Hoewel veel ouderen tevreden zijn over hun woonsituatie, zijn er ook ernstige klachten over slechte voorzieningen (waaronder vervoer), over gebrek aan samenhang, informatie en keuzemogelijkheden, over indicatiedwang en niet waargemaakte beloften. Ouderen(-bonden) in Amsterdam stellen dit al twintig jaar zonder bevredigend resultaat aan de kaak. Het CVO-onderzoek heeft opnieuw laten zien hoe belangrijk het voor ouderen is om voorzieningen als winkels of een huisartsenpost in de eigen buurt te hebben. Dat pleit voor goede planning van woonaanbod en beschermde woonservice voor ouderen, op plaatsen waar die voorzieningen voorhanden zijn. De overheid kan dat echter moeilijk bepalen: woningbouwcorporaties hebben hun eigen beleid en eigen bevoegdheden. Tot nu toe is het nog niet gelukt met de corporaties samen tot afspraken te komen.
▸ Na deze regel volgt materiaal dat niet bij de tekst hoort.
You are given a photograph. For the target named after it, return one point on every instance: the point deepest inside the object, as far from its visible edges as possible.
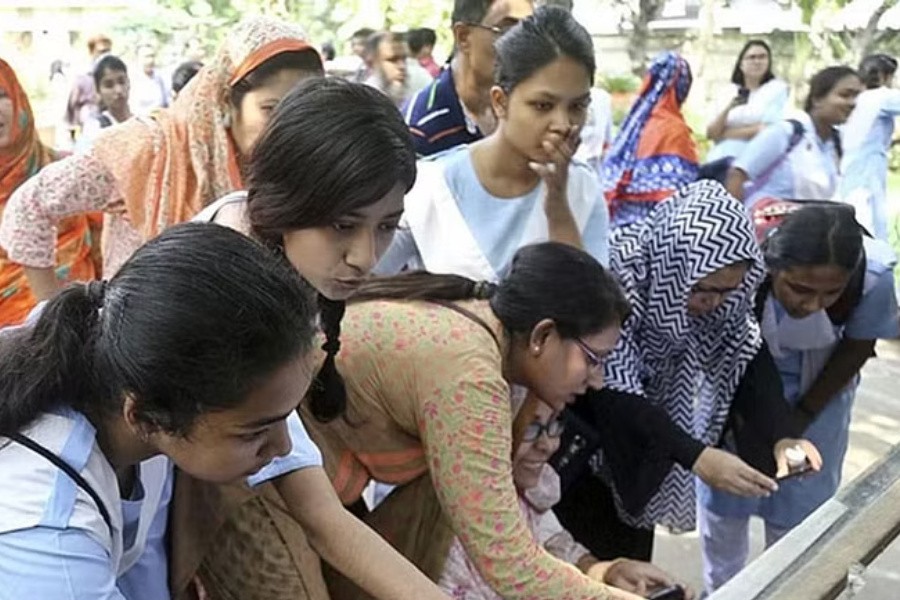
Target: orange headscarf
(20, 158)
(171, 165)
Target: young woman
(111, 382)
(22, 155)
(867, 138)
(690, 272)
(474, 206)
(536, 432)
(829, 297)
(113, 87)
(759, 101)
(654, 152)
(157, 171)
(799, 159)
(326, 185)
(436, 366)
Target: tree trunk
(865, 39)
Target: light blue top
(867, 137)
(875, 317)
(60, 562)
(765, 105)
(808, 172)
(497, 224)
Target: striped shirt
(436, 118)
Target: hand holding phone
(675, 592)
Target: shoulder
(227, 210)
(41, 496)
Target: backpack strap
(68, 470)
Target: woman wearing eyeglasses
(690, 272)
(435, 368)
(537, 429)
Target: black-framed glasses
(594, 360)
(497, 30)
(553, 429)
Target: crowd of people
(310, 328)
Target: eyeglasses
(553, 429)
(495, 29)
(594, 360)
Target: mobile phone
(675, 592)
(802, 469)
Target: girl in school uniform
(829, 296)
(112, 383)
(867, 138)
(474, 206)
(799, 158)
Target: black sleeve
(639, 443)
(759, 414)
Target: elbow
(734, 183)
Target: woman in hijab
(150, 173)
(690, 272)
(21, 156)
(653, 154)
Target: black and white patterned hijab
(691, 366)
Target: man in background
(82, 103)
(387, 55)
(421, 44)
(456, 108)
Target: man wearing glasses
(456, 108)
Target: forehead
(564, 78)
(508, 10)
(817, 276)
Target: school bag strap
(68, 470)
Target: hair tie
(96, 292)
(483, 290)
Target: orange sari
(149, 173)
(21, 157)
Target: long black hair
(191, 323)
(550, 33)
(331, 147)
(875, 67)
(549, 280)
(816, 235)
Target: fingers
(812, 454)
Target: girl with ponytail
(326, 182)
(113, 382)
(435, 367)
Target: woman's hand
(781, 448)
(560, 148)
(636, 576)
(726, 472)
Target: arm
(875, 317)
(65, 564)
(465, 425)
(744, 132)
(561, 223)
(716, 129)
(347, 543)
(74, 185)
(843, 365)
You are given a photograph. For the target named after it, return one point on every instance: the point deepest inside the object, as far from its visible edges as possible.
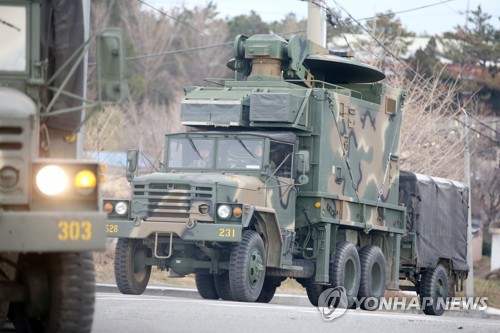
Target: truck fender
(266, 222)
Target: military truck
(50, 210)
(290, 172)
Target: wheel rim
(376, 277)
(255, 267)
(439, 289)
(350, 276)
(139, 268)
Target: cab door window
(281, 158)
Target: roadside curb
(289, 299)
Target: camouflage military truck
(50, 210)
(290, 173)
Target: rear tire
(206, 286)
(247, 267)
(373, 277)
(345, 270)
(131, 275)
(433, 291)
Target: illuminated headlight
(51, 180)
(224, 211)
(121, 208)
(85, 181)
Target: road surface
(146, 313)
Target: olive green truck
(292, 172)
(50, 210)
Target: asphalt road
(147, 313)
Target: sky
(440, 16)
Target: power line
(407, 10)
(178, 51)
(173, 18)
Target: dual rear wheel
(362, 274)
(245, 281)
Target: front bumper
(199, 232)
(45, 231)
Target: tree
(387, 27)
(475, 52)
(425, 62)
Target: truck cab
(51, 218)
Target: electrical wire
(171, 17)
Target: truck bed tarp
(437, 211)
(62, 33)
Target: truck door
(280, 190)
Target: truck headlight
(121, 208)
(224, 211)
(51, 180)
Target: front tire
(64, 302)
(433, 291)
(131, 275)
(373, 277)
(247, 267)
(345, 270)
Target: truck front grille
(162, 202)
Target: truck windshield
(232, 153)
(236, 153)
(13, 37)
(190, 153)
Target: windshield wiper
(9, 25)
(194, 148)
(245, 147)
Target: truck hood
(227, 180)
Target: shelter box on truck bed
(436, 220)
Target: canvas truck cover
(437, 211)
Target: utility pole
(316, 22)
(469, 288)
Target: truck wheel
(223, 286)
(434, 291)
(131, 274)
(205, 285)
(247, 267)
(313, 290)
(271, 283)
(64, 302)
(373, 277)
(345, 270)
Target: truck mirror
(303, 161)
(111, 85)
(132, 161)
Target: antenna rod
(316, 22)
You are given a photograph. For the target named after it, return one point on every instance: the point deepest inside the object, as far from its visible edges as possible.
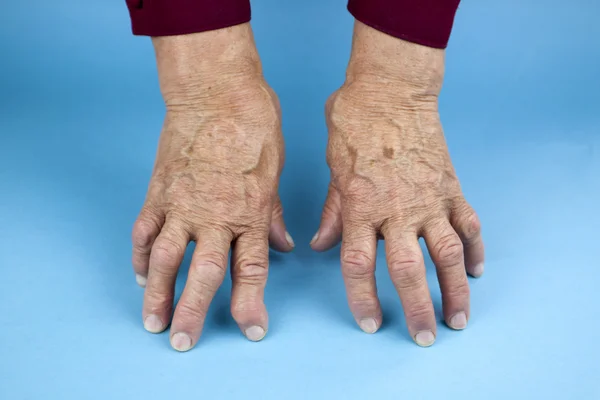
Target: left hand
(392, 178)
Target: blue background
(80, 114)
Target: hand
(214, 182)
(392, 178)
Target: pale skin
(217, 172)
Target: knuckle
(214, 261)
(357, 264)
(166, 253)
(418, 311)
(252, 272)
(212, 274)
(157, 301)
(364, 305)
(405, 269)
(473, 225)
(188, 312)
(448, 251)
(143, 231)
(241, 308)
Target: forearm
(201, 67)
(178, 17)
(426, 22)
(386, 62)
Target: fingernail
(181, 342)
(369, 325)
(458, 321)
(153, 324)
(255, 333)
(425, 338)
(314, 239)
(478, 270)
(289, 239)
(140, 280)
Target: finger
(249, 270)
(407, 271)
(359, 250)
(446, 251)
(467, 225)
(330, 230)
(207, 270)
(166, 256)
(145, 230)
(279, 238)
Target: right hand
(215, 182)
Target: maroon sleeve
(426, 22)
(178, 17)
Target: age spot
(388, 152)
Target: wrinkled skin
(217, 170)
(392, 178)
(214, 182)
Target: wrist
(382, 60)
(198, 66)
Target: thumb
(279, 238)
(330, 231)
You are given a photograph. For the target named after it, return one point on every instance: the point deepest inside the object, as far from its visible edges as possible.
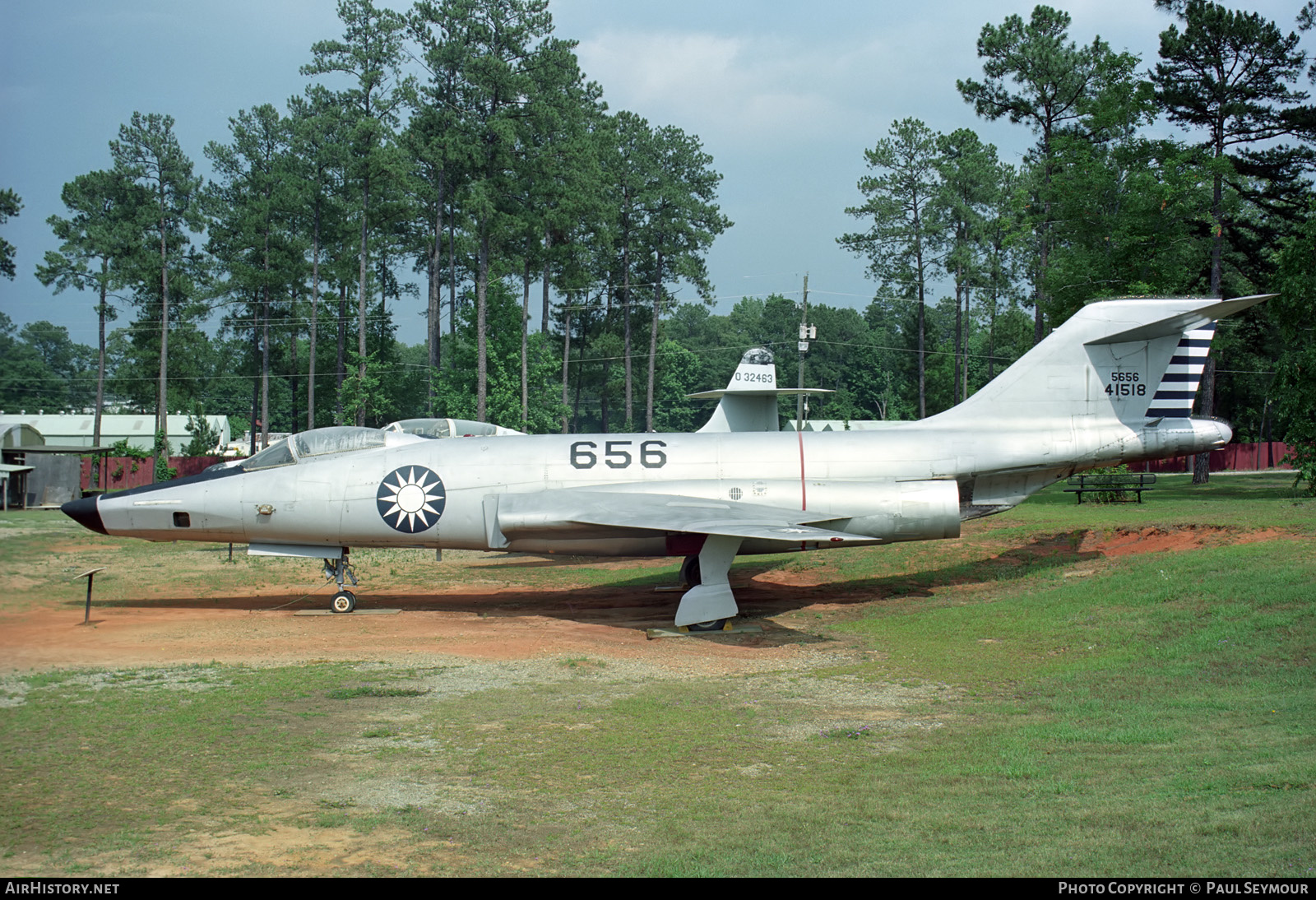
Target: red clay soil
(480, 623)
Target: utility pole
(806, 333)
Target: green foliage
(361, 395)
(1294, 312)
(124, 449)
(456, 386)
(206, 437)
(164, 471)
(10, 206)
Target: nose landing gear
(341, 570)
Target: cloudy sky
(786, 96)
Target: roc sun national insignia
(411, 499)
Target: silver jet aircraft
(1112, 384)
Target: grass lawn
(1007, 704)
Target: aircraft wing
(600, 513)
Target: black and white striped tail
(1179, 384)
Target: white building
(76, 429)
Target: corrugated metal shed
(76, 429)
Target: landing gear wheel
(690, 571)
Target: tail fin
(1178, 386)
(1133, 360)
(749, 401)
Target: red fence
(125, 472)
(1234, 458)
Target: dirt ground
(480, 623)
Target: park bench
(1114, 485)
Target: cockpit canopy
(447, 428)
(319, 443)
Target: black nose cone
(85, 513)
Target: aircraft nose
(86, 513)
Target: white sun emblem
(411, 499)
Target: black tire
(342, 601)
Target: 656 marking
(616, 454)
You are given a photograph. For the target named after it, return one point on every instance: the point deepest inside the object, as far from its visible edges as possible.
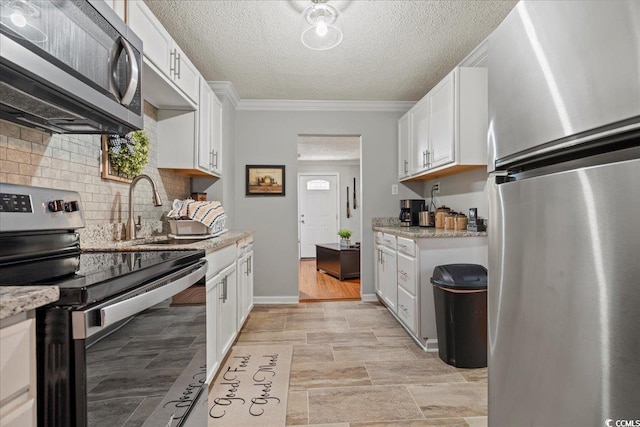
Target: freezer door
(560, 68)
(564, 295)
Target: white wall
(270, 137)
(346, 172)
(461, 192)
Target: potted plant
(344, 234)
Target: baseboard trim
(369, 298)
(276, 300)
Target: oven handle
(84, 322)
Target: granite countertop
(426, 232)
(17, 299)
(147, 244)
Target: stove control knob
(71, 206)
(56, 205)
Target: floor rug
(251, 387)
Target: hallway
(318, 286)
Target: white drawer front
(407, 246)
(408, 273)
(407, 309)
(22, 416)
(389, 240)
(378, 236)
(221, 259)
(16, 358)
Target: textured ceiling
(392, 50)
(328, 148)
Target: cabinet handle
(172, 63)
(224, 290)
(179, 66)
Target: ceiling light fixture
(322, 29)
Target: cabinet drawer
(389, 240)
(221, 259)
(16, 358)
(407, 309)
(408, 273)
(407, 246)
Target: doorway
(328, 190)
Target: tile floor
(354, 365)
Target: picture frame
(265, 180)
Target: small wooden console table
(341, 263)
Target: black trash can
(460, 294)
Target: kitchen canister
(450, 221)
(441, 212)
(461, 222)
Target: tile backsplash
(72, 162)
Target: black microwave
(69, 66)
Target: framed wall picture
(265, 180)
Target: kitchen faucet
(131, 225)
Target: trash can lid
(460, 276)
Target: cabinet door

Het blijkt in Amsterdam sowieso zeer lastig om tot gezamenlijke initiatieven te komen en tot afstemming tussen gemeente, woningcorporaties, aanbieders van zorg en welzijn en de instellingen die betrokken zijn bij het beheer van de openbare ruimte en het openbaar vervoer. Veel instellingen en aanbieders van woonzorg verschuilen zich achter wet- en regelgeving en geven die als argument om niet te 'kunnen' veranderen. In Rotterdam heeft men dat omgekeerd; daar is de ruimte gezocht én gevonden om wensen uit de praktijk te honoreren.